Muchas de las medidas sanitarias que se tomaron, algunas consideradas exageradas y resistidas, criticadas como poco inteligentes, mantuvieron a la provincia con pocos contagios y prácticamente sin circulación viral, más allá de que desde el Ministerio de Salud Pública de la provincia se declarara la circulación viral por algunos casos en los que no se pudo determinar la existencia de nexo epidemiológico.

Los pocos casos y contagios existentes en la provincia de Misiones llevan a que incluso se despierten sospechas de que en la provincia hay muchos casos de COVID-19, y se los oculta, no se informan. Esto teniendo en cuenta lo que ocurre en otras provincias, como Capital Federal, la provincia de Buenos Aires y otras, que de no tener casos pasaron a tenerlos en forma alarmante, como es el caso de Jujuy y Mendoza, Córdoba, Río Negro, entre otras, máxime si miramos lo que ocurre en Brasil, y en particular, en la zona de frontera con la provincia, las evidencias de que existe un intercambio comercial clandestino de diferentes productos, es obvio que existe un contacto físico fluido, a muchos mal pensados y con el ánimo de no reconocer y descalificar las acciones sanitaristas de la provincia recurren a sembrar las sospechas de que se ocultan los casos en Misiones, y se trata de la misma mala gente de siempre.

En materia económica, la permanencia de los programas Ahora Misiones desde hace 4 años, que comenzó con el fuerte incremento del pan, que se hacía restrictivo para los sectores más humildes, siguiendo por los programas ahora góndola, carne, bienes durables y el más reciente en gastronomía para facilitar la recuperación económica de los sectores de restaurantes, pizzerías, bares, entre otras actividades vinculadas al sector gastronómico provincial, favoreciendo no solamente a los consumidores, aliviando el costo mensual del sector asalariado, sino que permite un movimiento constante de los niveles de consumo, para que no decaigan y lograr mantener con ello el empleo, incluso con la posibilidad de incrementarlos, además de mantener el circulante de dinero dentro del ámbito local y provincial, evitando que la masa del dinero circulante se escurra del ámbito provincial.

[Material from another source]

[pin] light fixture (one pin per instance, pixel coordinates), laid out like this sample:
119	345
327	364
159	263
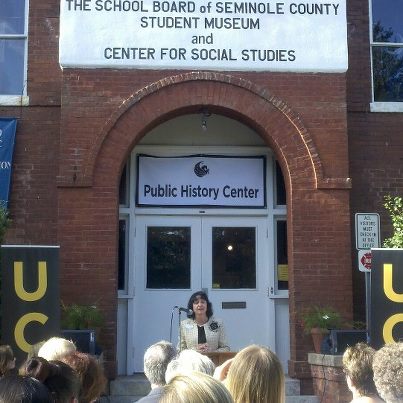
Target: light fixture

A esta iniciativa se le incorporó la billetera virtual, con la cual se pretende simplificar el uso del dinero en forma virtual, agilizando los movimientos en compra de diferentes bienes y servicios, con acreditaciones instantáneas, disminuyendo los costos de comercialización.

Es un modelo que se está imponiendo en el mundo y que aceleró su implementación con la pandemia, que junto a las ventas online vinieron para quedase en esta nueva modernidad.

Y la gestión provincial desde hace algunos años viene incorporando desde diferentes áreas educativas y del conocimiento, como desde el área económica, productivo e industrial, herramientas que le permiten afrontar en forma diferente la pandemia y la crisis económica global, haciendo que la realidad que hoy vive Misiones y su gente sea diferente a la que se vive en otras provincias.